Router is a Netgear N600 Dual Band. Router is about 3 years old. About 3 days ago Hulu started shutting down( On my Roku box-connected to tv.) after watching a show for 30 minutes. Have had Hulu for 2 years now and no problems until now. Was told to reset the router. 

Did this and it worked but last night started doing it again. Pushed the button on the router,waited 5 minutes and watched Hulu for almost 2 hrs. and no problem. Now obviously(?)I would think the router is the problem. Router works fine otherwise. Do you think I should replace the router since it only affects Hulu? Have updated the Roku box.


----------



## voyagerfan99 (May 2, 2016)

Do any other wireless devices on the network have connectivity and streaming issues? If not then it's the Roku that has the issue.


----------



## DeltaDart1 (May 2, 2016)

That's the problem I have 3 Rokus(basement,living room and bedroom)and it does the samething on all 3 of them. Same account. The only other thing that uses a wireless signal is my wife's laptop in the kitchen. Everything works except for Hulu. Very strange but Hulu says to reset the router and it works for a time but back to the same problem. Thanks for your reply.


----------



## voyagerfan99 (May 2, 2016)

Ditch the Roku's and get some Chromecasts


----------



## DeltaDart1 (May 2, 2016)

Probably should have but have had Rokus for a few years now and they have worked perfectly. Since I can reset the router does that narrow it down to the router? All other channels work except Hulu when it does this. That's the odd thing. Thanks for your help voyagerfan99!


----------



## voyagerfan99 (May 2, 2016)

DeltaDart1 said:


> Since I can reset the router does that narrow it down to the router?

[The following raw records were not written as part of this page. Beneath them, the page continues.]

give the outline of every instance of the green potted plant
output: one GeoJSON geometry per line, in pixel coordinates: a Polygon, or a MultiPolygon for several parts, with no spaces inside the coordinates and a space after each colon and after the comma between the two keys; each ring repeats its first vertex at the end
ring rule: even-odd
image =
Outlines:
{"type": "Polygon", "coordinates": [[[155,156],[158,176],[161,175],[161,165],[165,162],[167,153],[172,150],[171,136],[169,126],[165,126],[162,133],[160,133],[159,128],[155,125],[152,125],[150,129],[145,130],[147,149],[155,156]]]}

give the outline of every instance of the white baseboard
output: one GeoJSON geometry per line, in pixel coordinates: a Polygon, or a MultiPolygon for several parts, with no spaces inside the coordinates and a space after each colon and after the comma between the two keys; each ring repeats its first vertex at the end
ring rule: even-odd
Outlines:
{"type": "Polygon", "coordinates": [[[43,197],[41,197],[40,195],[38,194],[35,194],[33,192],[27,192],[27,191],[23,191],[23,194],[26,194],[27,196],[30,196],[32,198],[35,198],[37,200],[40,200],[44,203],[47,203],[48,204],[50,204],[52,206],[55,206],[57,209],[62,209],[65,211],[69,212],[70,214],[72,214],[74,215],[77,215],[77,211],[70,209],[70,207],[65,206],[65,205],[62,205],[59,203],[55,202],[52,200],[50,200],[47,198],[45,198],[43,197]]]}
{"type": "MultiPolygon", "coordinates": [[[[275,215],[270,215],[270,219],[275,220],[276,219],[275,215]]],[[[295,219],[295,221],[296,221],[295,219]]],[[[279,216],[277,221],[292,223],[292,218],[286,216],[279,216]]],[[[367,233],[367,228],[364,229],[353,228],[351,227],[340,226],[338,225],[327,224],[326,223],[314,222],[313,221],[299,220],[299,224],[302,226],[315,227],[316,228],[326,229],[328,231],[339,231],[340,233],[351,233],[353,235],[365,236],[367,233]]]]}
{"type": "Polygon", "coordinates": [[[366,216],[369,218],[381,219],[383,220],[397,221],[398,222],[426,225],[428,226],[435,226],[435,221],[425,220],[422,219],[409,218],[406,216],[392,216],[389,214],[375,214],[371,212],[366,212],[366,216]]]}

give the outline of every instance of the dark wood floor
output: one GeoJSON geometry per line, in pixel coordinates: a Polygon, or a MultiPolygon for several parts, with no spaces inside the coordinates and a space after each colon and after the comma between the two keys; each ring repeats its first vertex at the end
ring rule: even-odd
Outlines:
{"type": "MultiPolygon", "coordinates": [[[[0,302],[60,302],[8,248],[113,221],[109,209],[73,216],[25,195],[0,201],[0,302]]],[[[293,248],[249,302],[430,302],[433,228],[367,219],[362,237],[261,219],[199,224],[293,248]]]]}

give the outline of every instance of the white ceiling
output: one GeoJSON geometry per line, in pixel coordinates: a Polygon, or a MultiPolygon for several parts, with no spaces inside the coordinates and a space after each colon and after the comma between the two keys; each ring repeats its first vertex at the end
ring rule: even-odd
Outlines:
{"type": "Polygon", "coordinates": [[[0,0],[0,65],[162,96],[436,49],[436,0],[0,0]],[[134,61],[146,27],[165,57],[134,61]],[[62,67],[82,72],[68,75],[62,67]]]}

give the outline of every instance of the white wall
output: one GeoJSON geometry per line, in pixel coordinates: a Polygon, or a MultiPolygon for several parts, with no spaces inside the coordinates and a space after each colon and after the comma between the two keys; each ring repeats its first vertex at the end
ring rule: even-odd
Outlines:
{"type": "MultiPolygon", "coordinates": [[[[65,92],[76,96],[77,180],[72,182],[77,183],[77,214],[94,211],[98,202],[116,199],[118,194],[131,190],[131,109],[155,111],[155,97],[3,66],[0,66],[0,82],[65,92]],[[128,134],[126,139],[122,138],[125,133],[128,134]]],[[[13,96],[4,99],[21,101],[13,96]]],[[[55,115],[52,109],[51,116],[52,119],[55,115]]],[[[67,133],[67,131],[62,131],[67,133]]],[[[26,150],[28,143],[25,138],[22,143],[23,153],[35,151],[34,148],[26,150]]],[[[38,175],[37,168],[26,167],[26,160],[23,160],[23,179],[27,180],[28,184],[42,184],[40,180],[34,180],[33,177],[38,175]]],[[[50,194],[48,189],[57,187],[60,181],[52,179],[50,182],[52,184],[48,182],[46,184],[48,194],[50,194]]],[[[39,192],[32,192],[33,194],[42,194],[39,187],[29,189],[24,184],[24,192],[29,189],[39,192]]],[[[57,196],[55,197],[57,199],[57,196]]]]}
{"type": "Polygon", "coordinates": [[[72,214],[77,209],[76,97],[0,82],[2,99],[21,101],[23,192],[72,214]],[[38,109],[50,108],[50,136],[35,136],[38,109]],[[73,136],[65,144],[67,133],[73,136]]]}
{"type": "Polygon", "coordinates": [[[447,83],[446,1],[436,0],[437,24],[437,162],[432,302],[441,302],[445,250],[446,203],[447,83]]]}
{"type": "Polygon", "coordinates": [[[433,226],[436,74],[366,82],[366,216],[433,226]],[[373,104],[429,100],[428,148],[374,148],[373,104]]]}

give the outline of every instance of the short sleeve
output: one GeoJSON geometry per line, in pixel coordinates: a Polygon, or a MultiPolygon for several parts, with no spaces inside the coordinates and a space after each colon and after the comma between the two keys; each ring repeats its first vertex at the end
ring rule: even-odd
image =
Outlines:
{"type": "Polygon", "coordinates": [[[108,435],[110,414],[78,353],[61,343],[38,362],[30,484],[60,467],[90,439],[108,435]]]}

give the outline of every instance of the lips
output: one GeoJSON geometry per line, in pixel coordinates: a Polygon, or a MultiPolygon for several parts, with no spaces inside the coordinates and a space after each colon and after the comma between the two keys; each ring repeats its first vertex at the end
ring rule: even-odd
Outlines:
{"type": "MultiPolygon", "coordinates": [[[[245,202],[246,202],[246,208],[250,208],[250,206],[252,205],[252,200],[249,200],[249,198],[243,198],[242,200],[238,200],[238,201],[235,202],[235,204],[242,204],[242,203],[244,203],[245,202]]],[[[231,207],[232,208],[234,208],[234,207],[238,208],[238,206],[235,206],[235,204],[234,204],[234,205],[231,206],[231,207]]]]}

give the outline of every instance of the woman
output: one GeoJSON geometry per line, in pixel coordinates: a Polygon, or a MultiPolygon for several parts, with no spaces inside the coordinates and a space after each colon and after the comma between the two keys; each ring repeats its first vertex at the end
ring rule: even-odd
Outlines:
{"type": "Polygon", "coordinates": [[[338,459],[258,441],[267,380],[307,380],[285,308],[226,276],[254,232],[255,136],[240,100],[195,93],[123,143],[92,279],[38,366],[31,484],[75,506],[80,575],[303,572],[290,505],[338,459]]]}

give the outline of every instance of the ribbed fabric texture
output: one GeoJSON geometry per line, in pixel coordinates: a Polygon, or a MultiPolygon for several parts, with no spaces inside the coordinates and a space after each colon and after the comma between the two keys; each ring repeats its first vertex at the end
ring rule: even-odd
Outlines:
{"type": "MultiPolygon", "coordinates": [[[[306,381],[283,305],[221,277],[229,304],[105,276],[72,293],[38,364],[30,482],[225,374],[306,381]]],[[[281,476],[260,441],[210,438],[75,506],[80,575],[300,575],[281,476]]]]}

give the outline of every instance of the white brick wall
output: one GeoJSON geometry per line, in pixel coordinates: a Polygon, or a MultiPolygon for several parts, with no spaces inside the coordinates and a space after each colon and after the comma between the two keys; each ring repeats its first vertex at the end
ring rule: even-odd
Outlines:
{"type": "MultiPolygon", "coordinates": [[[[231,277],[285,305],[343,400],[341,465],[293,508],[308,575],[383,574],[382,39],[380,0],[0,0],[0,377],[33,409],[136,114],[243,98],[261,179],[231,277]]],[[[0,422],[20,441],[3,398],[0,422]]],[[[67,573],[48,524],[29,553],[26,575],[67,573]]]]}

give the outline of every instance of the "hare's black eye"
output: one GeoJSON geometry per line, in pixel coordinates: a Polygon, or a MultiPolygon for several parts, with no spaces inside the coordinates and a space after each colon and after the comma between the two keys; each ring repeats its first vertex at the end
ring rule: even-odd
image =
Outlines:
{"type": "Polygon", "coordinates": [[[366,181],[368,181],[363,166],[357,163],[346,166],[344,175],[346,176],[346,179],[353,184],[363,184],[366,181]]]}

No. You need to see how other devices besides the Roku's behave when this happens. If phones and laptops also have issues, then yes it is the router.

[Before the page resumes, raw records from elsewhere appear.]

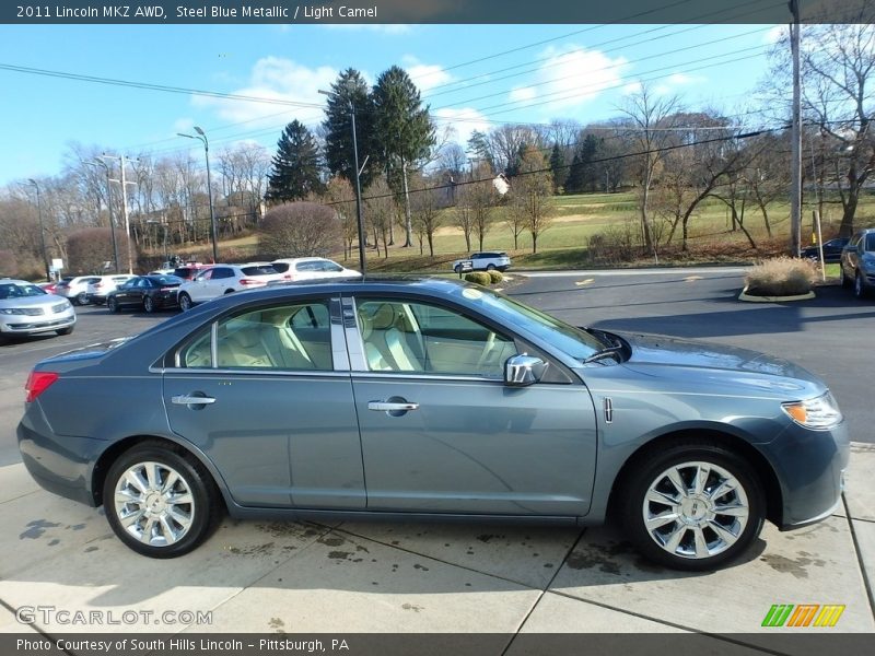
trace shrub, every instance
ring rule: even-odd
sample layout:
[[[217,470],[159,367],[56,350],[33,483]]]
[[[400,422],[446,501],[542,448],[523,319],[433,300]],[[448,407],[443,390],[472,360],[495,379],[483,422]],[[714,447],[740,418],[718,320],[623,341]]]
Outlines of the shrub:
[[[817,278],[808,260],[777,257],[760,262],[747,273],[747,293],[754,296],[796,296],[812,291]]]
[[[470,273],[465,273],[465,280],[468,282],[482,284],[483,286],[489,286],[492,284],[492,277],[486,271],[471,271]]]

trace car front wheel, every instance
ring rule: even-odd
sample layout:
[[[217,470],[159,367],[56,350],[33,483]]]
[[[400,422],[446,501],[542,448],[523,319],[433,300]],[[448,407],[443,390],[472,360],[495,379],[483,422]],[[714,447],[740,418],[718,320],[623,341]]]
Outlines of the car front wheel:
[[[708,441],[677,442],[649,456],[626,482],[623,523],[650,560],[714,570],[759,536],[766,505],[749,462]]]
[[[176,558],[195,549],[220,507],[206,469],[159,444],[119,457],[106,476],[103,500],[116,536],[150,558]]]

What's the specific router model? (I don't see an N600) I want to find the correct firmware for you and see if upgrading the firmware to the latest version solves the issue.


----------



## johnb35 (May 2, 2016)

voyagerfan99 said:


> What's the specific router model? (I don't see an N600)



Pretty sure its this one.

http://www.netgear.com/support/product/WNDR3400v3

Latest firmware - http://www.downloads.netgear.com/files/GDC/WNDR3400V3/WNDR3400v3-V1.0.1.2_1.0.51.zip

However, it could just be an issue with hulu since it happens on all 3.


----------



## DeltaDart1 (May 2, 2016)

Is this what your looking for? WNDR3400v3? Have went to the Neatgear site and have upgraded to the latest firmware. At least that's what it tells me. Have been running Hulu for a few hours now with no problems. My computer and my wife's laptop work perfectly when Hulu is acting up. This only affects the 3 tv's that have a Roku. All the Rokus have been updated. And it only affects the Hulu channel.


----------



## DeltaDart1 (May 2, 2016)

johnb35 said:


> Pretty sure its this one.
> 
> http://www.netgear.com/support/product/WNDR3400v3
> 
> ...


Hulu tells me to reboot the router and I did. Thought that fixed it until last night where it started acting up again. Did another reboot and it's been working for hours now but that's what it did before.


----------



## voyagerfan99 (May 2, 2016)

It's an issue with the Roku's then, not the router.

Next time it acts up, try rebooting the Roku. If that doesn't do it, try disconnecting the Roku from the wireless for a minute and then re-connect.


----------